Grant v Australian knitting Mills Ltd (1936). The plaintiff went to the defendant’s shop and asked for a pair of long wooden underwear. The goods were displayed on the counter before him and a sales assistant selected a pair which he bought. The underwear contained an excess of sulphite and the plaintiff contracted dermatitis after wearing it. Held: the chemical should have been removed before the underwear was sold.  The defendant was therefore liable.

  •  Sue’s Luxury Cars (SLC) will be held liable for the negligent advice that Tina gave to Richard as implied in the warranty of disclosing the dangerous nature of the goods to the ignorant buyer. Tina breached s13. As in the case, Oscar Chess v Williams, the descriptive statement which is part of s13 is incorporated into the contract.  In case they knew that the car was not defective, and its sign was not the actual one and that Richard is ignorant of the condition of the car, thus; they are held liable for not warning Richard of the probable danger.

Question 2

  • One of the essentials of a valid contract is the existence of offer and acceptance. In this case, MHL offered cottage. This was a conditional offer as some conditions had to be fulfilled for the contract to become binding. Paul and Richard indeed complied with the conditions and the contract therefore became binding. It is imperative to know that though an offer made through post becomes effective when the letter is received by the offeree, acceptance by post becomes effective from the time the acceptance letter is posted and not when the letter is actually received by the offeror. In the case at hand therefore, Paul and Richard, having posted the acceptance letter before the offer could lapse, had bound MHL. They can therefore maintain a legal action against MHL  for letting the room in question. The fact that MHL had not received the letter of acceptance and the money is no defense in law.

Case Law

The case in Byrnev. Van  Tien Hoven: it was held that the acceptance was effective when the plaintiffs posted their letter on October 11th in New York although the defendants in Cardiff were not aware of the posting.

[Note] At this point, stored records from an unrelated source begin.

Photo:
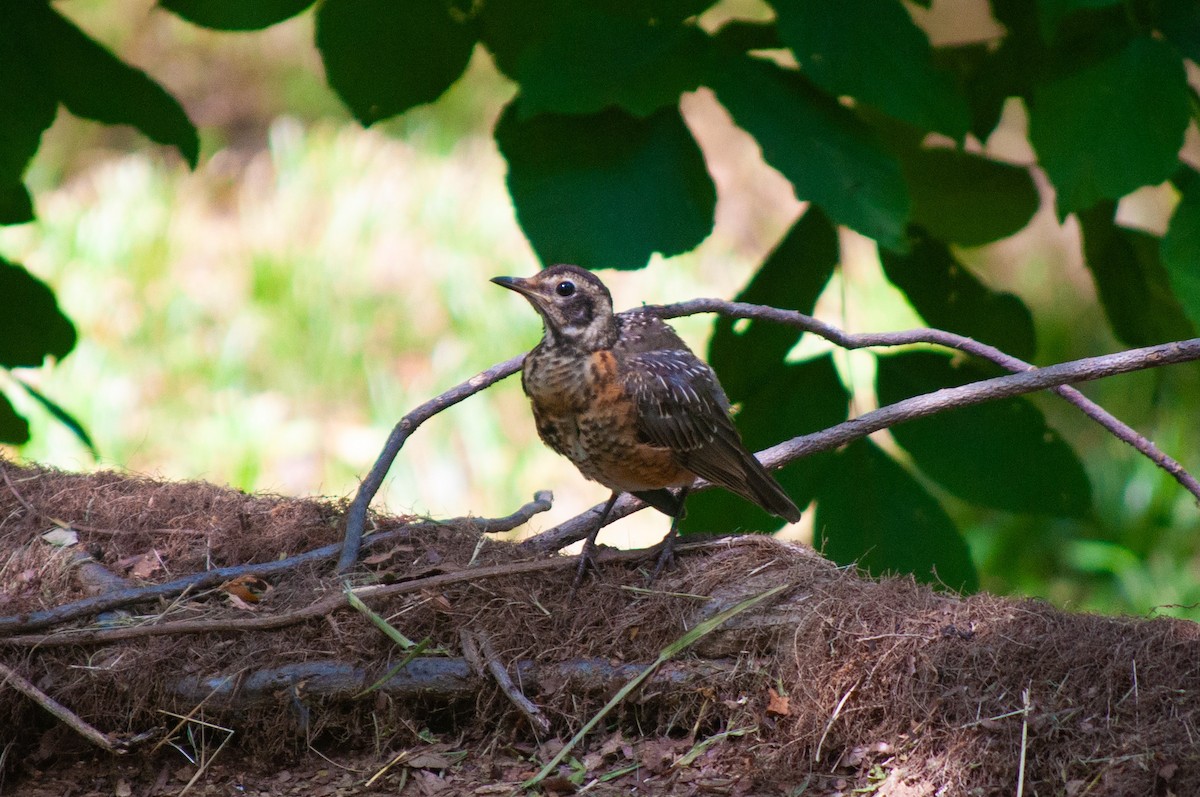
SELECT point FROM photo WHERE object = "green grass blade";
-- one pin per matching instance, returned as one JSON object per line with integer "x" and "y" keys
{"x": 390, "y": 630}
{"x": 682, "y": 643}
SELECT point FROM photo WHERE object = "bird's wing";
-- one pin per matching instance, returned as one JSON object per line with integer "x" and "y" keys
{"x": 681, "y": 406}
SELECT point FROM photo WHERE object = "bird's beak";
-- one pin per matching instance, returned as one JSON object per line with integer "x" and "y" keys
{"x": 515, "y": 283}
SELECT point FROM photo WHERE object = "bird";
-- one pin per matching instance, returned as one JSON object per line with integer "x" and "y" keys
{"x": 623, "y": 397}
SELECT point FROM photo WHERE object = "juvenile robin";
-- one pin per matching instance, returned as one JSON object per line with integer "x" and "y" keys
{"x": 625, "y": 400}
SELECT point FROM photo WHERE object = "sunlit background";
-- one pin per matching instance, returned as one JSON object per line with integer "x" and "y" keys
{"x": 264, "y": 321}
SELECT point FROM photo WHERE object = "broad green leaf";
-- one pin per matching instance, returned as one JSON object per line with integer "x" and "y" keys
{"x": 583, "y": 60}
{"x": 743, "y": 36}
{"x": 655, "y": 11}
{"x": 1132, "y": 283}
{"x": 13, "y": 429}
{"x": 95, "y": 84}
{"x": 777, "y": 400}
{"x": 16, "y": 207}
{"x": 1113, "y": 126}
{"x": 606, "y": 190}
{"x": 1053, "y": 12}
{"x": 1011, "y": 70}
{"x": 873, "y": 51}
{"x": 235, "y": 15}
{"x": 383, "y": 58}
{"x": 747, "y": 353}
{"x": 798, "y": 399}
{"x": 999, "y": 454}
{"x": 27, "y": 107}
{"x": 31, "y": 327}
{"x": 827, "y": 153}
{"x": 873, "y": 513}
{"x": 61, "y": 415}
{"x": 965, "y": 198}
{"x": 1180, "y": 250}
{"x": 1180, "y": 22}
{"x": 948, "y": 297}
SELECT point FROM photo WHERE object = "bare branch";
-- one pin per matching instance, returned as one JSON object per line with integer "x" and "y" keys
{"x": 576, "y": 528}
{"x": 330, "y": 603}
{"x": 475, "y": 642}
{"x": 976, "y": 393}
{"x": 117, "y": 598}
{"x": 357, "y": 516}
{"x": 1119, "y": 429}
{"x": 67, "y": 717}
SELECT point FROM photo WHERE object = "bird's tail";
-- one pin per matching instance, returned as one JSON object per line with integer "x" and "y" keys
{"x": 768, "y": 493}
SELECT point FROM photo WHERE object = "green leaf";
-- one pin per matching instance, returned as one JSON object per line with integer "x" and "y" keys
{"x": 873, "y": 513}
{"x": 95, "y": 84}
{"x": 1180, "y": 250}
{"x": 31, "y": 327}
{"x": 582, "y": 60}
{"x": 1000, "y": 454}
{"x": 16, "y": 207}
{"x": 948, "y": 297}
{"x": 235, "y": 15}
{"x": 827, "y": 153}
{"x": 1113, "y": 126}
{"x": 873, "y": 51}
{"x": 1180, "y": 22}
{"x": 61, "y": 415}
{"x": 13, "y": 429}
{"x": 383, "y": 58}
{"x": 1009, "y": 71}
{"x": 1053, "y": 12}
{"x": 797, "y": 400}
{"x": 747, "y": 353}
{"x": 1133, "y": 285}
{"x": 749, "y": 358}
{"x": 27, "y": 106}
{"x": 607, "y": 190}
{"x": 965, "y": 198}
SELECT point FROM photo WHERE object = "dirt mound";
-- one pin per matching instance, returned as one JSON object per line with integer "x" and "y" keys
{"x": 187, "y": 615}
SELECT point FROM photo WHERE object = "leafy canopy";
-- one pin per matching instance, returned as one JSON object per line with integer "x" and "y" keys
{"x": 870, "y": 123}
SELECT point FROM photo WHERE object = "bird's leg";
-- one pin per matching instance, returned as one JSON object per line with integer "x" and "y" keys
{"x": 666, "y": 547}
{"x": 586, "y": 555}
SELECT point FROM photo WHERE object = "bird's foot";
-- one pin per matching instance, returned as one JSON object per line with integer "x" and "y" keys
{"x": 665, "y": 555}
{"x": 587, "y": 562}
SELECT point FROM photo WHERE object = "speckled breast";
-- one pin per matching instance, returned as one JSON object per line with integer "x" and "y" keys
{"x": 583, "y": 412}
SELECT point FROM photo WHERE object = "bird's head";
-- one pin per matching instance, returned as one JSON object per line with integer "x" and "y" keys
{"x": 575, "y": 306}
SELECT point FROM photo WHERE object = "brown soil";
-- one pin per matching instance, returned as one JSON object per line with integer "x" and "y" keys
{"x": 838, "y": 684}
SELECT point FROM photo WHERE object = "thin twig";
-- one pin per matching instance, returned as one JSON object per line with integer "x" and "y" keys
{"x": 333, "y": 601}
{"x": 975, "y": 393}
{"x": 357, "y": 515}
{"x": 87, "y": 606}
{"x": 1025, "y": 738}
{"x": 61, "y": 712}
{"x": 1119, "y": 429}
{"x": 16, "y": 492}
{"x": 479, "y": 642}
{"x": 569, "y": 532}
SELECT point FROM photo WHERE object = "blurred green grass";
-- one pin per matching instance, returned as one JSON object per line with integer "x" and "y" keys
{"x": 264, "y": 321}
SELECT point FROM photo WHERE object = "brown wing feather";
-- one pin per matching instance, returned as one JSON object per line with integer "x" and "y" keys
{"x": 682, "y": 407}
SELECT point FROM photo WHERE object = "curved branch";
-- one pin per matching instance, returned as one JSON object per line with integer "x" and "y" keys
{"x": 357, "y": 516}
{"x": 1117, "y": 427}
{"x": 330, "y": 603}
{"x": 117, "y": 598}
{"x": 975, "y": 393}
{"x": 576, "y": 528}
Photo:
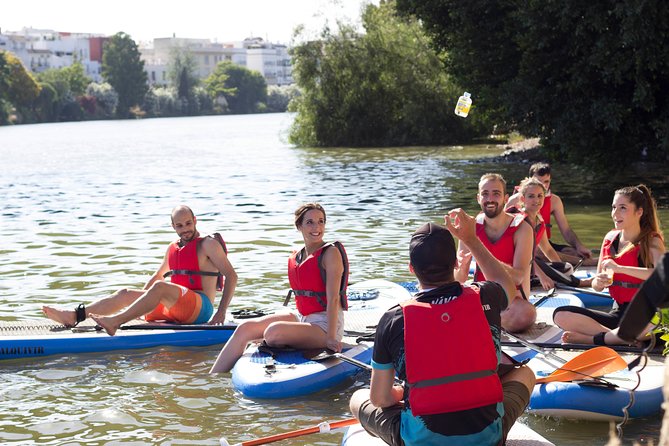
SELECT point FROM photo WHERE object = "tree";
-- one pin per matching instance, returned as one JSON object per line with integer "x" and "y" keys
{"x": 385, "y": 87}
{"x": 19, "y": 86}
{"x": 123, "y": 69}
{"x": 591, "y": 79}
{"x": 181, "y": 72}
{"x": 243, "y": 89}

  • Upon suing for damage, Paul and Richard are entitled to recover a reasonable amount for the expenses incurred. They are also entitled to the down payment they had made.

Question 3

  • Petrolheads would be held liable for the damages caused to Sue. In this scenario, the rule of vicarious liability is applicable. The rule states that an employer is liable for the torts committed by his servant provided they are working in the course of their employment. The employee who caused injury to Sue was acting in the course of his employment and this makes his employer liable thereof.

Case Laws

In Lloyd v Grace Smith &CO 1912 A.C. 716, the plaintiff had sought advice from the defendants, a firm of solicitors whose managing clerk conducted conveyancing work without supervision. He advised the plaintiff to sell some property fraudulently persuading her to sign certain document that transferred the property to him. He disposed of it and kept the proceeds.

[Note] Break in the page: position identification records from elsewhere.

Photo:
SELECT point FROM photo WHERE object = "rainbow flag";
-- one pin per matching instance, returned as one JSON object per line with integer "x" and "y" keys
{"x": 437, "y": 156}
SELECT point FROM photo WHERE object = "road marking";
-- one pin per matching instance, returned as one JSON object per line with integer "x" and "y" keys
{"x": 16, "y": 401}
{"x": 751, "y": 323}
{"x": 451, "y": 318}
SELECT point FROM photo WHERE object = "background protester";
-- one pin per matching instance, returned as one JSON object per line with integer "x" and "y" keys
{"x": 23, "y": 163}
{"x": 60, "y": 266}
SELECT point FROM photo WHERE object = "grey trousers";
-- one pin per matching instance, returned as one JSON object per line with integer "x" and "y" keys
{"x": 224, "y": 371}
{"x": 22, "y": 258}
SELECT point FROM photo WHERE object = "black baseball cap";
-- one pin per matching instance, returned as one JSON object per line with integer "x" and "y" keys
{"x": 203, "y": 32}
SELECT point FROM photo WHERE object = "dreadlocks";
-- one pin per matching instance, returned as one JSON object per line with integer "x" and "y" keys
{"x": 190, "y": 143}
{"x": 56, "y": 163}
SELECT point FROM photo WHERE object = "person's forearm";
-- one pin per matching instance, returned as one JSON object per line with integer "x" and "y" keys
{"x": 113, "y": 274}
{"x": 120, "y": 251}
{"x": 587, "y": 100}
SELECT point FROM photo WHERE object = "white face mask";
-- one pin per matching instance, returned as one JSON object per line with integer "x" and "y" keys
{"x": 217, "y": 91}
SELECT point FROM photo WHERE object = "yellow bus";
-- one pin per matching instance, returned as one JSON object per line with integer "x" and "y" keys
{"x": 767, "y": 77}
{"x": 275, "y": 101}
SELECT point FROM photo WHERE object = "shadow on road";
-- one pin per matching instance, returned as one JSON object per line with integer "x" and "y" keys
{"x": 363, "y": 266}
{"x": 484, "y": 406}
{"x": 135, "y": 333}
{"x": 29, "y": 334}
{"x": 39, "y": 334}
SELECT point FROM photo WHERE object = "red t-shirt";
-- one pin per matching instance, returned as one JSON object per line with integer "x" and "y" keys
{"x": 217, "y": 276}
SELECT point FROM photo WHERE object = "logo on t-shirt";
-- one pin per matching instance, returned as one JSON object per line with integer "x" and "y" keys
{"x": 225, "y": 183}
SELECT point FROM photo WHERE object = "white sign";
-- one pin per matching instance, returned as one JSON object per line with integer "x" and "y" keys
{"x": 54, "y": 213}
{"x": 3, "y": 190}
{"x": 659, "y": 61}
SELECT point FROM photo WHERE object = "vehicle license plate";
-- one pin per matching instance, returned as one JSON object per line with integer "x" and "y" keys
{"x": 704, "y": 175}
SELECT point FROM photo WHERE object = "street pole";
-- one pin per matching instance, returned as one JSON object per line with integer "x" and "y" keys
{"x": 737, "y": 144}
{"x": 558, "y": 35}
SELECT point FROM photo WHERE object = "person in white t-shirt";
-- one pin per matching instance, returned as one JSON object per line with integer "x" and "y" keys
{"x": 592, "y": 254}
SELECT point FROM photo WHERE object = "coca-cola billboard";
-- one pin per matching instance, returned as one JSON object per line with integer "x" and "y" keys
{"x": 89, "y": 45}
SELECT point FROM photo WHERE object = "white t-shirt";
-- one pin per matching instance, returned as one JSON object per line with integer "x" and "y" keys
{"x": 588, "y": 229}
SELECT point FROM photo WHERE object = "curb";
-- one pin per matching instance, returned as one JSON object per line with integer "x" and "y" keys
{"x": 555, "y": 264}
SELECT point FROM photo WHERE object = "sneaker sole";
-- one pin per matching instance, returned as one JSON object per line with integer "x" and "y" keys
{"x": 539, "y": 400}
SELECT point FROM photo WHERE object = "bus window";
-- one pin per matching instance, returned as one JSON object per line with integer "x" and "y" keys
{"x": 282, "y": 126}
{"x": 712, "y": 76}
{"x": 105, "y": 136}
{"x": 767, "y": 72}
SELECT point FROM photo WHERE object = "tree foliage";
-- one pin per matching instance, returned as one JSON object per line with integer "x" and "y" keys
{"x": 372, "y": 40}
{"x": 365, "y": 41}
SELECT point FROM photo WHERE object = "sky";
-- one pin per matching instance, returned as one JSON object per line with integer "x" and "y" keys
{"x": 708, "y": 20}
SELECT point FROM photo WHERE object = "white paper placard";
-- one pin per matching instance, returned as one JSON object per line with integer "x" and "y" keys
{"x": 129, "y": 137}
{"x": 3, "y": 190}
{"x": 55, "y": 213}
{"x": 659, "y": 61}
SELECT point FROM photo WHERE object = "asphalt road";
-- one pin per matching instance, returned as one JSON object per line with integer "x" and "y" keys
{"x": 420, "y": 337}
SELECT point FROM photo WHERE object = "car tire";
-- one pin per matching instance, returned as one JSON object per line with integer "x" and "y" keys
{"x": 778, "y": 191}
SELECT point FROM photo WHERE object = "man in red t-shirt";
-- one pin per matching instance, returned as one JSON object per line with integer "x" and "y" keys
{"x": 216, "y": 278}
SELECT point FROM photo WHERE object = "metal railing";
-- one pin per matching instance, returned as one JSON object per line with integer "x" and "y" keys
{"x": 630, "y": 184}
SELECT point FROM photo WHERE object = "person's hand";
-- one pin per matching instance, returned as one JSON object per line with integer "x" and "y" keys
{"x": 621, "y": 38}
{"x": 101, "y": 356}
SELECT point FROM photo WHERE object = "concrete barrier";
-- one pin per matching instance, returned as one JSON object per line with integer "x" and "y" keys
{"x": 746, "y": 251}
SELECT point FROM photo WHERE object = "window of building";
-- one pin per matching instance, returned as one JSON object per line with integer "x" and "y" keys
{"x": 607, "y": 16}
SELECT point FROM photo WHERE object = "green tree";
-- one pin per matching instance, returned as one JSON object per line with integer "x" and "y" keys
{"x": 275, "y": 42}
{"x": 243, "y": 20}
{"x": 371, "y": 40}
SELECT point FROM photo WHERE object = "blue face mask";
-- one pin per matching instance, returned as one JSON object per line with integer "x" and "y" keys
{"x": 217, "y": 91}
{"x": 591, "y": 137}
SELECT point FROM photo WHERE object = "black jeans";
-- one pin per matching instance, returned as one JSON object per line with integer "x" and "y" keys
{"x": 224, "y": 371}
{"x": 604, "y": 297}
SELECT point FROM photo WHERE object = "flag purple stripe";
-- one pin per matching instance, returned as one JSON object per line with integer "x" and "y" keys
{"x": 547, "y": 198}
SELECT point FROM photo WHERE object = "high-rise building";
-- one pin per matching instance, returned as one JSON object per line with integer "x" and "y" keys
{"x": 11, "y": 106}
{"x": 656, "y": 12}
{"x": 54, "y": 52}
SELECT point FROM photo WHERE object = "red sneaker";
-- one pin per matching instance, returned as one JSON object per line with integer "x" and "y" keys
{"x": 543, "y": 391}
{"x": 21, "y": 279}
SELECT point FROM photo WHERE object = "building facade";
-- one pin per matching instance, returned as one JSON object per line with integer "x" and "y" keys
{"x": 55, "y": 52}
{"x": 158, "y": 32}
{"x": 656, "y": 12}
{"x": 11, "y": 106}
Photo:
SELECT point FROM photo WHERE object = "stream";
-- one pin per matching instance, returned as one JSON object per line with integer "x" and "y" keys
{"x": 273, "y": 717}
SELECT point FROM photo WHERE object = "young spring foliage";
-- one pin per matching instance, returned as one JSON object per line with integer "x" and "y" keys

Held: even though the fraud had not been committed for the benefit of the employers, nevertheless, they were liable for the clerk had been placed in a position to carry over such work and had acted throughout in the course of his employment.

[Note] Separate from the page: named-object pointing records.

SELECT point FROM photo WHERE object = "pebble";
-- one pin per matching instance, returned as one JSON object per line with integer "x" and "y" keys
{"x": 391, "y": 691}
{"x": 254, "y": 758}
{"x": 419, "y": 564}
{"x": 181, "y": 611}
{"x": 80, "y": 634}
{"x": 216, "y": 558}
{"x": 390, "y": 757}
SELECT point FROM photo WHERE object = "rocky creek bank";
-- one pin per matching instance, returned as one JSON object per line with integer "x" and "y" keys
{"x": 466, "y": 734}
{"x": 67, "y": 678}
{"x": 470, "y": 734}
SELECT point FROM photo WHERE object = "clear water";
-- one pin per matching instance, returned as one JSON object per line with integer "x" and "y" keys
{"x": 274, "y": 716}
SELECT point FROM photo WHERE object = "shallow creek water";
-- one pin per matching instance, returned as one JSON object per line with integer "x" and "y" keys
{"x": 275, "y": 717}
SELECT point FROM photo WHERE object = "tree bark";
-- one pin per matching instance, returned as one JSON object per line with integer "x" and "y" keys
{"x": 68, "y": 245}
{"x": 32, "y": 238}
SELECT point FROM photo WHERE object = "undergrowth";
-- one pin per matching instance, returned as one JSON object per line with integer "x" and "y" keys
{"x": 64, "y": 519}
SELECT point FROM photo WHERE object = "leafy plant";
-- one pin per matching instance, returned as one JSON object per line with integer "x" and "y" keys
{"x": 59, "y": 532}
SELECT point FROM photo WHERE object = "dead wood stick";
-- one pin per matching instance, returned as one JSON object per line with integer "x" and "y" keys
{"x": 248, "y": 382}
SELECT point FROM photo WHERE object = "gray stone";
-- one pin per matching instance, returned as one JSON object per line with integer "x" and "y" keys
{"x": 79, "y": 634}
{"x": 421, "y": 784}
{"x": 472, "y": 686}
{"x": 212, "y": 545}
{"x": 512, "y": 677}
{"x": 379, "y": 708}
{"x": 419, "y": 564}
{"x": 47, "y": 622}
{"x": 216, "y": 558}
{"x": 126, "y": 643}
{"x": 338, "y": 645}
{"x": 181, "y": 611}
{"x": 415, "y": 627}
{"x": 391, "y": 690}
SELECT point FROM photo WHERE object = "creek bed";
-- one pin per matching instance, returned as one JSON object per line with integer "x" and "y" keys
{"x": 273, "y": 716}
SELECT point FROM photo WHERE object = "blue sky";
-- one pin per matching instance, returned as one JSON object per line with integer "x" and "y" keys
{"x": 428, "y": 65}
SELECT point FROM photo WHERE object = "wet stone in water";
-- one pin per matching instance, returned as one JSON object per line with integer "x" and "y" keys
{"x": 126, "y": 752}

Furthermore, when they put their notice, they don’t specify to their customers what may cause harm to them while within their premises so that necessary precautions may be laid down. When Trevor, an employee, knock Sue down, he should be held liable for his negligence. He should do what a reasonable persons needs to do while discharging his duty. Petrolheads cannot exclude or restrict liability for negligence even though Sue was aware of the notice. Being aware of the terms in it should not be taken as indicating his voluntary acceptance of any risk.

A person cannot so exclude his liability for negligence except in so far as the notice made satisfies the requirement of reasonableness. In this case, Perolheads cannot protect Trevor for his negligence, hence, he should be held liable for the damages caused. Petrolheads should be held liable for the duty of care for the occupiers of their premises, so Sue is entitled for the damages caused to him by Trevor.